Ma prima “il sogno dinamitardo”. Già, perché il protagonista (impersonato da un “io” autobiografico) è arrivato nella grande città con una missione: vendicare i quarantatré morti di un incidente minerario avvenuto nella maremma, e nella metropoli c’è il cervello di quel fantasma finanziario responsabile della tragedia.
“Io venivo ogni giorno a guardare il torracchione di vetro e di cemento, chiedendomi a quale finestra, in quale cassetto potevano aver messo la pratica degli assegni assistenziali, dove la cartella di Femia, di Calabrò, di tutti e quarantrè i morti del 4 maggio. Chiedendomi dove, i che cantone, in che angolo, inserire un tubo flessibile ma resistente per farci affluire il metano, tanto metano da saturare tutto il torracchione…”
Deve consumarla la vendetta per tutti i morti della tragedia e per Tacconi Otello, addetto alla manutenzione delle strade a Montemassi, ex consigliere provinciale del partito comunista e licenziato dalla società mineraria per un discorso politico.
Ma intanto c’è la città fotografata in tutti i suoi aspetti, una città che vibra per quello che passerà alla storia come “miracolo economico”. Se soldi e benessere circolano, la gente si spoglia di ciò che è umano.

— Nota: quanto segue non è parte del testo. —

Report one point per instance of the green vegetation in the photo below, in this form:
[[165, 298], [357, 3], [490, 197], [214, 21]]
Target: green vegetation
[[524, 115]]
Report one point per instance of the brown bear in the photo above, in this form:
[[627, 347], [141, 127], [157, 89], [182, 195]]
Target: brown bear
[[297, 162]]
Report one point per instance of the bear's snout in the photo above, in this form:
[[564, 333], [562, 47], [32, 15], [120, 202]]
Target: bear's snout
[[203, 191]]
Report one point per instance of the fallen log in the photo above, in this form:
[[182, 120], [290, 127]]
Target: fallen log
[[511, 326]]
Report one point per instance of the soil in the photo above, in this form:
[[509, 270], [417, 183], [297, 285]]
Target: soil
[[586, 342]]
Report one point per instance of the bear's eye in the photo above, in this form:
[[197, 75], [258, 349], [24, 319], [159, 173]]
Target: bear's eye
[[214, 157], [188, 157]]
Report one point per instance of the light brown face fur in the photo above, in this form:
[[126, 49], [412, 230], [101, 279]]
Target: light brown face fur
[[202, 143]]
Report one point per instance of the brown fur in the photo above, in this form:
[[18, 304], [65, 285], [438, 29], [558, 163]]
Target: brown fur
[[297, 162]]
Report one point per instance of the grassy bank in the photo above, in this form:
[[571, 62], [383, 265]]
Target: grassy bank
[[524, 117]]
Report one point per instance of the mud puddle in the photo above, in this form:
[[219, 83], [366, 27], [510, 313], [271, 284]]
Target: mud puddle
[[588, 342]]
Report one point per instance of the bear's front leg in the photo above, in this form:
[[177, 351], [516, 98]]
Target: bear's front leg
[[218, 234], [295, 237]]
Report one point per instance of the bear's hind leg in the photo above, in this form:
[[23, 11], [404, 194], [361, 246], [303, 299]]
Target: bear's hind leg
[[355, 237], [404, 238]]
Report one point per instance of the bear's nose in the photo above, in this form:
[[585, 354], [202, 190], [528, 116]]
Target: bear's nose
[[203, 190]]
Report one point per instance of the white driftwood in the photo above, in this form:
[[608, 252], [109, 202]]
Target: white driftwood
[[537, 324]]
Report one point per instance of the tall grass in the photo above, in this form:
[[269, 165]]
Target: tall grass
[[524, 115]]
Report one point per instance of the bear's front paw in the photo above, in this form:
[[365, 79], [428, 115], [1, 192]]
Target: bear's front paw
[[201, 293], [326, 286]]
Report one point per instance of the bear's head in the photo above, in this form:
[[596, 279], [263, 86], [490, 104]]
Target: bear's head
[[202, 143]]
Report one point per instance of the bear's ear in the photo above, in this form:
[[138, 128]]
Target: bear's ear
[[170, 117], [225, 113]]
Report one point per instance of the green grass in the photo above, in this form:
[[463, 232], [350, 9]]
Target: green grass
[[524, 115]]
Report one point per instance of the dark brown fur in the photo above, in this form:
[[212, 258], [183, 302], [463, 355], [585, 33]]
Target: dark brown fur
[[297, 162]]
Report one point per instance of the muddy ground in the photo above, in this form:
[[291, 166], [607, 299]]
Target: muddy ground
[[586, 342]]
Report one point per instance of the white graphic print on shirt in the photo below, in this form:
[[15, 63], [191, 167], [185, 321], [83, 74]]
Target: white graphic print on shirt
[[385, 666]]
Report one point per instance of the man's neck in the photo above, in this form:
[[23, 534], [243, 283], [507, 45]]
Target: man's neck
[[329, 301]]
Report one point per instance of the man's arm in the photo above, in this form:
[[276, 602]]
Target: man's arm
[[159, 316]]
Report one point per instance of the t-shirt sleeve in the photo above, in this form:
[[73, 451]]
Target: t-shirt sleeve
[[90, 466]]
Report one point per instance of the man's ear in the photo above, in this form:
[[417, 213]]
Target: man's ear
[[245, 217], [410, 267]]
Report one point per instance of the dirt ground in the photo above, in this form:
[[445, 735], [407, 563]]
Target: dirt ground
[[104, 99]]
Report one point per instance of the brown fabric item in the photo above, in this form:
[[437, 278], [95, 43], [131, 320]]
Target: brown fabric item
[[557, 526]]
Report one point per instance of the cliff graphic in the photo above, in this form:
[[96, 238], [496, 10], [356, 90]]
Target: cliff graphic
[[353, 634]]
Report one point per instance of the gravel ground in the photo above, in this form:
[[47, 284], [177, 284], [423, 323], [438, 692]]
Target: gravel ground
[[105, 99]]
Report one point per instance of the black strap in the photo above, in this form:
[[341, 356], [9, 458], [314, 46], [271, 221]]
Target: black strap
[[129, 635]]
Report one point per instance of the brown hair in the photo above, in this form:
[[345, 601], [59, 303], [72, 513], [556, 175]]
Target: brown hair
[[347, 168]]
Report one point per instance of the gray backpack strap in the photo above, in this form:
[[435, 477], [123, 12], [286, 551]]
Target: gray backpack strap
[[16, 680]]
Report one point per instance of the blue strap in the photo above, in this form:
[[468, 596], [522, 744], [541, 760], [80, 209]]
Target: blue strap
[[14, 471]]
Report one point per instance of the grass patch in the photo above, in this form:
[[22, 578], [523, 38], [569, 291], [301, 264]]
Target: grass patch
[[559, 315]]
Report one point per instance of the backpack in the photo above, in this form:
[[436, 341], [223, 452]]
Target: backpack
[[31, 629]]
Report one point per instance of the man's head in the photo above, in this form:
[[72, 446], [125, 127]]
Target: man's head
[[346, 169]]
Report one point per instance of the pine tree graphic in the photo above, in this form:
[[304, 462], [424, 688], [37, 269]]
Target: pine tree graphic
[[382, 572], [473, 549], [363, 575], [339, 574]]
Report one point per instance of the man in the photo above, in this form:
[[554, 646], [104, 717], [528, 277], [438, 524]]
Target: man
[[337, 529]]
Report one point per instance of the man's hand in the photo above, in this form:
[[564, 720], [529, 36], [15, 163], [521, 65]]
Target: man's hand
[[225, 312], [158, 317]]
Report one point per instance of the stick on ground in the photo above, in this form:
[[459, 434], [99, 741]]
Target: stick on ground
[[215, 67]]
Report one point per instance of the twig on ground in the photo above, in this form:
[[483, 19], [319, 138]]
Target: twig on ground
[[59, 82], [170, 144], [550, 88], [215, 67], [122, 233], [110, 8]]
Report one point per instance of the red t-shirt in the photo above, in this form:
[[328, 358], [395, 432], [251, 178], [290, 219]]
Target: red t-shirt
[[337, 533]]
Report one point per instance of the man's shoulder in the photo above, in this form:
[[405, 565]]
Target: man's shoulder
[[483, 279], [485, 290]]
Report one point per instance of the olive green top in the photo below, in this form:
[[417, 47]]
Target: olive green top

Allora “Non trovi persone, ma soltanto la loro immagine, il loro spettro, trovi i bacelloni, gli ultracorpi, gli ectoplasmi. Nei primi mesi del loro arrivo in città forse no, forse resistono e hanno ancora una consistenza fisica, ma basta un mezzo anno perché si vuotino dentro, perdano lingua e sangue, diventino gusci”.
L’unico obiettivo della gente è sistemarsi ai vertici e rimanerci. “Così la bontà di un uomo politico non si misura sul bene che egli riesce a fare agli altri, ma sulla rapidità con cui arriva al vertice e sul tempo che vi si mantiene…”
Anche la nebbia in città è diversa. “E prodotto locale è. Solo non è nebbia. È semmai una fumigazione rabbiosa, una flautulenza di uomini, di camini, è sudore, è puzzo di piedi, polverone sollevato dal taccheggiare delle segretarie, delle puttane, dei rappresentanti, dei grafici…”
Di tutto questo e di altro è intessuto La vita agra. Una negazione della metropoli che in quel lontano 1962 assurge a simbolo di un progresso e di un benessere senza precedenti, ma anche di sé dal momento che in questo ingranaggio rimane incagliato.
Di colpo da oscuro traduttore e scrittore di romanzi di scarso successo si trova al centro della scena culturale milanese. Indro Montanelli gli offre un lavoro al Corriere della Sera per trecentomila lire mensili. Tanti soldi non li ha mai visti, Bianciardi. Rifiuta l’offerta perché il Corriere della Sera dell’epoca sta dalla parte dei vari “Torracchioni” di cui la città è imbastita, ma getta la spugna nell’incomprensione più totale. Alla fine del libro il protagonista dirà: “Poi il sonno è già arrivato e per sei ore io non ci sono più”. La non-esistenza attraverso il sonno per Bianciardi non si riduce solo a una finzione letteraria, ma sarà lo stato mentale che lo accompagnerà sino alla fine della sua vita.